I spoke to tribal leaders, elders, poets, singers and everyday folk, at the fire-sites and in traditional court sessions, in kitchen huts and when women made perfume or prepared the bodies of the deceased. I sat in shops and markets and with tea ladies, listening to what they had to say. I met people in their fields, travelled with camel herders and cattle breeders, attended shamanic ceremonies and sought out hermits, learning from their wit, their laments and humour, taking 26,000 photos and recording over 100 interviews. With additional text research into the writings of beloved Sudanese figures 2500 pieces of text were processed.

The photography is from North and South Kordofan, apart from some images from Khartoum, the Red Sea, and the pyramids in North Sudan, as they appear in traditional narratives. The process of arranging them with texts from cultures all over Sudan, including a few pieces from South Sudan, unfolded a map of a land within a people, across time and space. A window opened onto Sudan, beckoning to try to imagine what lies beyond in the whole of Sudan.

Human moments free from political or ideological burden, describe the Sudanese version of the single human experience and connect. Could a country that is often overlooked and a region underrepresented within this country start that new way of thinking?

THE TRADITIONAL ROUTE IS NOT ALWAYS THE BEST ROUTE TO TAKE

A work off the beaten track, the independent project had to pave its own path. Apart from a commitment of time and travel, in the case of a book about Sudan, where publishers don’t easily see an immediate market, it took one and a half years to convince Sudanese companies to cover most of the costs of field travel, producing, printing and shipping the book.

I had to learn to manoeuvre my way through Khartoum’s business and administrative world which is not easy to access, and less so as a foreigner and a woman, in a language I did not speak initially. Having set out on a journey that would take more than five years to complete, I lived as a guest in eighteen different homes.

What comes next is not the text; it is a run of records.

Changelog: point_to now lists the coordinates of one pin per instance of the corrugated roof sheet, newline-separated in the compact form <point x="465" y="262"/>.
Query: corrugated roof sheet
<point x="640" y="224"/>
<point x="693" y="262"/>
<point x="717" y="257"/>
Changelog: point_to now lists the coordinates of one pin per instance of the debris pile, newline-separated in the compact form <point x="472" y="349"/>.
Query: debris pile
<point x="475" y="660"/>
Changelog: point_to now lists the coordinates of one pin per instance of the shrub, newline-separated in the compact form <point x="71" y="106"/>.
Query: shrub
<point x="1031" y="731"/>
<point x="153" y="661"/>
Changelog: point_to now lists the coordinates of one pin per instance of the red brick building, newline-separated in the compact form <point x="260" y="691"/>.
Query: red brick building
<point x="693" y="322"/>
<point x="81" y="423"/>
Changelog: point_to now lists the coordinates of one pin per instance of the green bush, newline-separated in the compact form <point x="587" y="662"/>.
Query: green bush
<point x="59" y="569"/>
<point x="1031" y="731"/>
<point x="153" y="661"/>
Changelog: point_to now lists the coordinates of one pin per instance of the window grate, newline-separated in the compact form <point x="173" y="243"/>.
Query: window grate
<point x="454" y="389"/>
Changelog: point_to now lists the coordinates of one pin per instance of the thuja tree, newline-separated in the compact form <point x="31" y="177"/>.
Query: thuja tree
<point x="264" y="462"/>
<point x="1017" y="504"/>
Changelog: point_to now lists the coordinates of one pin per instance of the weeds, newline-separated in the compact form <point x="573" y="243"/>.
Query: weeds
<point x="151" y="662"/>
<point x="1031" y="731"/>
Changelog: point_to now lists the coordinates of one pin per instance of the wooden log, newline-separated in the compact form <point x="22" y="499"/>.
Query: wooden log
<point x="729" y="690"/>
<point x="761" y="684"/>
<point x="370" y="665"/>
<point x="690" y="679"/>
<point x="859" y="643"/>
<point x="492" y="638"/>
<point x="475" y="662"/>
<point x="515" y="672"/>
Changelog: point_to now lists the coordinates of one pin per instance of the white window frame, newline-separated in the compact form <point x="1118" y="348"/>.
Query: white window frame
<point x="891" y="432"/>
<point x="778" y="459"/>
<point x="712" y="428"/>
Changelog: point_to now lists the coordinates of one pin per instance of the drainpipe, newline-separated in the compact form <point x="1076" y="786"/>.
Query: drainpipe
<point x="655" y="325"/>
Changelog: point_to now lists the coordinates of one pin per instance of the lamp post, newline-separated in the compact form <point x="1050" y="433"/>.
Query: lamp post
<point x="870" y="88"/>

Editors, designers and translators from Sudan and as far as UK, Australia and Germany, donated their work to the project. You can read their statements here. It inspired painters, actors, folklorists but also medical doctors and villagers to join parts of my travels as local guides exploring their own country from a different angle. Others donated legal and administrative advice or contributed personal support to a growing project that resonated with them.

As a work of artistic research among a people of different linguistic, ethnic and religious backgrounds in Sudan, the effort of translating their cultures to a wider audience involved their ethnographic study. Having documented oral literature, sometimes for the first time, in different Sudanese local languages, rendering its expressiveness, and the concepts it conveys to an English readership with a different use of language was a challenging work of art, and an editorial process of three years.

The Arabic originals are presented in their regional dialects as far as possible and tales and anecdotes are rendered in a written form of colloquial Sudanese, so as to keep their original flavor and uniqueness. Doing so contradicts tendencies to place classical Arabic above one’s local language, and advocates for the beauty, uniqueness and integrity of Sudanese Arabic, and of local languages and dialects everywhere in the world.

The photographs were taken between 2009 and 2011. During the work on this book, what we knew as Sudan in recent history became two independent republics, Sudan and South Sudan.